Now it's becoming an every-other-year tradition.

"It's not going to be easy at all," Giants first baseman Brandon Belt said. "It matters that we know that, and I think everybody on this team knows that. We're going to go out there and we're not going to let up. We can't, because if we do they're going to take advantage of it."

Royals rookie Brandon Finnegan might understand the topsy-turvy nature of these playoffs better than anyone.

Only four months after he pitched in the College World Series, the 21-year-old reliever got two key outs in the seventh inning to help Kansas City win Game 3. A night later, Finnegan failed to bridge the gap to the back end of the bullpen, allowing five runs in Kansas City's 11-4 loss to San Francisco.

"Baseball can pick you up quickly," Finnegan said, "and hit you in the gut quickly."

Sometimes longer and harder than others.

The Giants' latest improbable postseason run was propelled by the longest game in playoff history, a 2-1 win in 18 innings over the Nationals in Game 2 of the NL Division Series. Travis Ishikawa, a journeyman and first baseman converted to a left fielder in San Francisco, hit a three-run shot off St. Louis' Michael Wacha in the Game 5 clincher of the NL Championship Series.

It was the first homer to send the Giants to the World Series since perhaps the most famous drive in baseball history -- Bobby Thomson's "Shot Heard `Round the World" in a 1951 playoff against the Dodgers.

The showings in this fall will surely earn some a big payday come winter. Royals right-hander James Shields and San Francisco's slugging third baseman Pablo Sandoval are among those headed for free agency.

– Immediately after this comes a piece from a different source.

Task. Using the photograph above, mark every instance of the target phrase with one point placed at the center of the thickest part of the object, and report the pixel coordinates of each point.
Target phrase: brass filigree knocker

For now those transactions are on hold. One, maybe two, of the season's biggest games await.

"The place is going to be absolutely crazy," Royals manager Ned Yost said. "We feel good about our matchups. We've got to walk the tightrope now without a net, but our guys aren't afraid of walking the tightrope without a net. We fall off and we're dead. But we win Tuesday, nobody's got a net. It's going to be winner-take-all."